Salt ratings are collected from losing players after each game and attributed to the winning commander. The scale runs 1 (no salt) to 3 (very salty). This measures how opponents feel about losing to a particular commander, not how the winner feels. A rating of 1.4 means most games feel fine.

How is this different from EDHREC or EDHTop16?

EDHREC ranks by deck registration popularity. EDHTop16 tracks competitive tournament results. Playgroup.gg tracks actual casual game outcomes, including win rates, game length, community sentiment, and win conditions. This report covers 23,328 real games, not decklists or tournament finishes.

How many games are included in the February 2026 report?

23,328 games were tracked on Playgroup Live during February 2026. That is down 10.2% from January, which is consistent with February being a shorter month. The dataset reflects casual Commander games logged by Playgroup.gg users and does not represent tournament or competitive play.

How are win rates calculated and normalized?

Win rates are calculated as wins divided by games played for each commander. Because Commander pods vary in size from 2 to 6 players, a raw 25% win rate in a 4-player pod is not equivalent to 50% in a 2-player pod.
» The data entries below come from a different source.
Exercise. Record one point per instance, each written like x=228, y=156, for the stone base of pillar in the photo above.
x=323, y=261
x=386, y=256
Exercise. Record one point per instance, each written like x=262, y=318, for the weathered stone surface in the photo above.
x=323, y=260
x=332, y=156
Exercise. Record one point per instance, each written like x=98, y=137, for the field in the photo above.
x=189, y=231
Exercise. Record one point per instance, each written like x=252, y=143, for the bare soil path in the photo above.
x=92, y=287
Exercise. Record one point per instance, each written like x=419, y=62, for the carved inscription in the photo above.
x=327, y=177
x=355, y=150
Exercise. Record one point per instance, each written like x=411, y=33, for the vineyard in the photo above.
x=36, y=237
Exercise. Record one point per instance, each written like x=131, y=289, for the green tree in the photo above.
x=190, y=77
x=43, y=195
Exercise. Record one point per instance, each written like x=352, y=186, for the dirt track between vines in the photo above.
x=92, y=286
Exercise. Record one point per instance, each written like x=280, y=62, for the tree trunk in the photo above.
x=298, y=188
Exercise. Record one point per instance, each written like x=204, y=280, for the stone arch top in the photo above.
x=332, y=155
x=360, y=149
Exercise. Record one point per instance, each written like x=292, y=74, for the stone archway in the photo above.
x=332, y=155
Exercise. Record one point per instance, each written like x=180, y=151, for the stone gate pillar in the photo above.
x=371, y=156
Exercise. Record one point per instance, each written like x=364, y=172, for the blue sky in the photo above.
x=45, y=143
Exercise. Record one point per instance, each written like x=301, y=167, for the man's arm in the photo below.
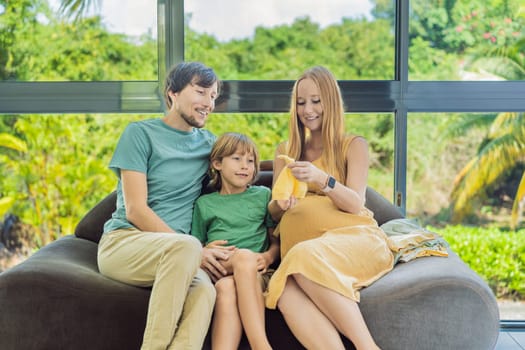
x=135, y=189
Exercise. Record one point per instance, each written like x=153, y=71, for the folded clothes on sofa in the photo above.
x=409, y=240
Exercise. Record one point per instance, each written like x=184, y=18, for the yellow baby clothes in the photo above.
x=286, y=184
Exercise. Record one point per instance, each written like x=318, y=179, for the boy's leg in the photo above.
x=250, y=298
x=196, y=315
x=226, y=326
x=167, y=262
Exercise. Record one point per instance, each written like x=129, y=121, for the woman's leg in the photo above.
x=308, y=324
x=250, y=298
x=226, y=325
x=343, y=312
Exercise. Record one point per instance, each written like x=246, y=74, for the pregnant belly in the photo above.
x=312, y=217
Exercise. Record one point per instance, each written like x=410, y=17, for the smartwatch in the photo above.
x=330, y=184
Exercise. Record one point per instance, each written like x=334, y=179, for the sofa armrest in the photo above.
x=91, y=225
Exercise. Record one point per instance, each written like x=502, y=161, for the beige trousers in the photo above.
x=182, y=295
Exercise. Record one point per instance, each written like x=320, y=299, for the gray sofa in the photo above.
x=57, y=299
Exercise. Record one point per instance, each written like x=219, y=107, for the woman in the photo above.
x=331, y=246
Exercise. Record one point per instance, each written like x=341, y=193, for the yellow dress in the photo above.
x=341, y=251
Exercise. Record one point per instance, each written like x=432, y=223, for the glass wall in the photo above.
x=467, y=40
x=39, y=42
x=463, y=175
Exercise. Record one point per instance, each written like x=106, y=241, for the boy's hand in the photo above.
x=263, y=262
x=214, y=254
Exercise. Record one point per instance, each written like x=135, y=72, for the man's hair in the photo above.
x=186, y=73
x=226, y=145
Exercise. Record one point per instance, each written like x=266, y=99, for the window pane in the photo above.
x=278, y=39
x=470, y=204
x=114, y=42
x=466, y=40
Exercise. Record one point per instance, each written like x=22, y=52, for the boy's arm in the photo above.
x=272, y=254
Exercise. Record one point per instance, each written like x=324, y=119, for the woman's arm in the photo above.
x=278, y=207
x=135, y=189
x=349, y=197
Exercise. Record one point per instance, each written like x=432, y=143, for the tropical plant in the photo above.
x=13, y=144
x=504, y=146
x=502, y=149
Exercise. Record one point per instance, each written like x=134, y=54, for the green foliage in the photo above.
x=498, y=256
x=63, y=173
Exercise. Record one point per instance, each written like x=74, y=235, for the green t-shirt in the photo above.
x=242, y=219
x=175, y=163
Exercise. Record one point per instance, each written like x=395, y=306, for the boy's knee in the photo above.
x=205, y=291
x=244, y=258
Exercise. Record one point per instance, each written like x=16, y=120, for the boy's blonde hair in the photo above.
x=226, y=145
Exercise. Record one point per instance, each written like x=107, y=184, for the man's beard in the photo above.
x=191, y=120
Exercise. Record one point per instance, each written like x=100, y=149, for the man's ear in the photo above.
x=216, y=164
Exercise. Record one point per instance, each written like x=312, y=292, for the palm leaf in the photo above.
x=12, y=142
x=496, y=157
x=520, y=196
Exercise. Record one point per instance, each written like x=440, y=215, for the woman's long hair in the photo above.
x=333, y=124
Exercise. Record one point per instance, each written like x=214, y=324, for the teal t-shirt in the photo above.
x=175, y=163
x=242, y=219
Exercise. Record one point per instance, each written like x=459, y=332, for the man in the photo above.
x=160, y=164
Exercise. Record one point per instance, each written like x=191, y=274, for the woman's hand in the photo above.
x=285, y=204
x=214, y=255
x=307, y=172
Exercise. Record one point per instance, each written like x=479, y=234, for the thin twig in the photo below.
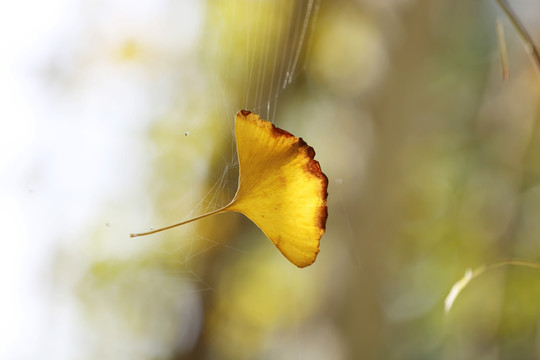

Win rates are normalized to account for pod size so that commanders played across different configurations can be compared on the same scale.

What does it mean for a commander to appear in the Movers list?

Movers are commanders whose win rate changed significantly compared to the prior month. Risers posted large positive deltas; fallers posted large negative ones. Because Commander is a casual format with high variance, movers from small samples should be read cautiously. Neheb, the Eternal's 37.81-point rise came across 15 games, while Yuna, Hope of Spira's 37.33-point fall came across 32 games, a more substantial sample.

Does going first in Commander actually matter?

The February data shows a clear gradient. Seat 1 wins 30.7% of games, seat 2 wins 26.8%, seat 3 wins 24.6%, and seat 4 wins 22.1%. That is a roughly 8.6-point spread from first to fourth seat across tens of thousands of player-game instances. This is consistent with what the data has shown in prior months. Commander's rules prevent the first player from drawing on turn one, but early board development and tempo still produce a measurable advantage.